Memory: load & store

Memory: load & store

First, what is memory? Picture a huge row of numbered storage slots, each holding one byte (a byte is 8 bits). The number of a slot is its address. Registers are the CPU's handful of fast slots; memory is far larger but slower, and it holds everything that doesn't fit in registers, like arrays and strings. To work on a value in memory you load it into a register, change it, then store it back.

Registers are few; memory is vast. You move a word from memory into a register with lw (load word) and back with sw (store word). The address is written offset(register).

Memory in RISC-V is byte-addressed: every byte has its own sequential address. Because a word is 32 bits, or 4 bytes, you step memory pointers by 4 to reach the next word, which is why array offsets go 0, 4, 8, and so on. On real hardware, loading a word from an address that isn't a multiple of 4 can be slow or even trap; this simulator allows it, but keeping words 4-aligned is the habit to build.

Load / store shape
lw t0, 0(a1)    # t0 = memory at address a1
sw t0, 4(a1)    # memory at address a1+4 = t0

The offset(register) form means: take the address sitting in the register and add the small offset number to it. So 0(a1) is exactly the address in a1, and 4(a1) is 4 bytes further along. That's how you step through neighbouring values without changing the base register.
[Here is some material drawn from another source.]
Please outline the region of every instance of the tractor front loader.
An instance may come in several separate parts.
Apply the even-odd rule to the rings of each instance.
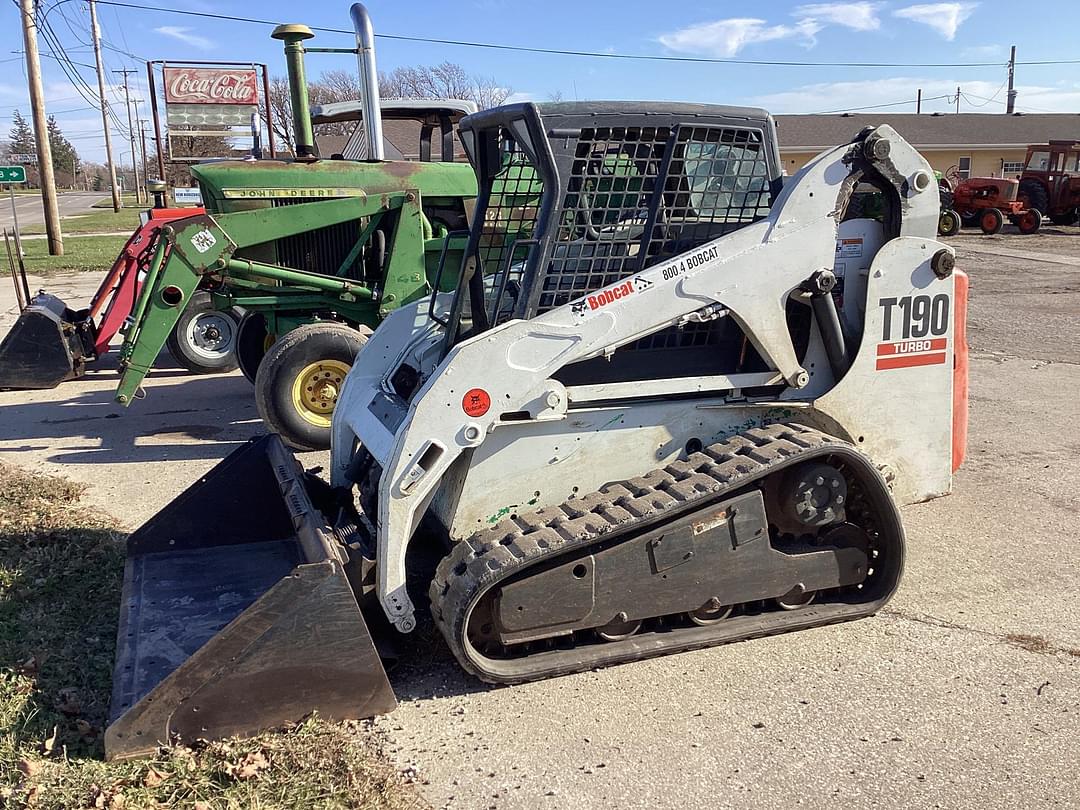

Reserve named memory in the data section with .word (one or more 32-bit values) or .space N (N blank bytes). Each word is 4 bytes, so consecutive items sit at offsets 0, 4, 8, …

Sum an array in memory
.data
nums: .word 10, 20, 30, 40   # four words

.text
la t1, nums      # t1 = address of the array
li t2, 4         # count
li t0, 0         # running sum

loop:
  beq t2, zero, done
  lw  t3, 0(t1)    # load current element
  add t0, t0, t3   # add to sum
  addi t1, t1, 4   # advance to next word (4 bytes)
  addi t2, t2, -1  # one fewer left
  j loop

done:
  mv a0, t0        # print the total (100)
  li a7, 1
  ecall
  li a7, 10
  ecall

Walk the loop. la t1, nums puts the array's address in t1, t2 counts the 4 elements left, and t0 holds the running sum. Each pass: beq t2, zero, done stops when no elements remain; lw t3, 0(t1) loads the element t1 points at, add t0, t0, t3 adds it to the sum, addi t1, t1, 4 moves the pointer on by one word, and addi t2, t2, -1 drops the count. After all four (10 + 20 + 30 + 40), done prints 100.

💡
Switch the simulator readout between HEX and DEC (the toggle in its toolbar) to read addresses and values in whichever base makes the moment clearer.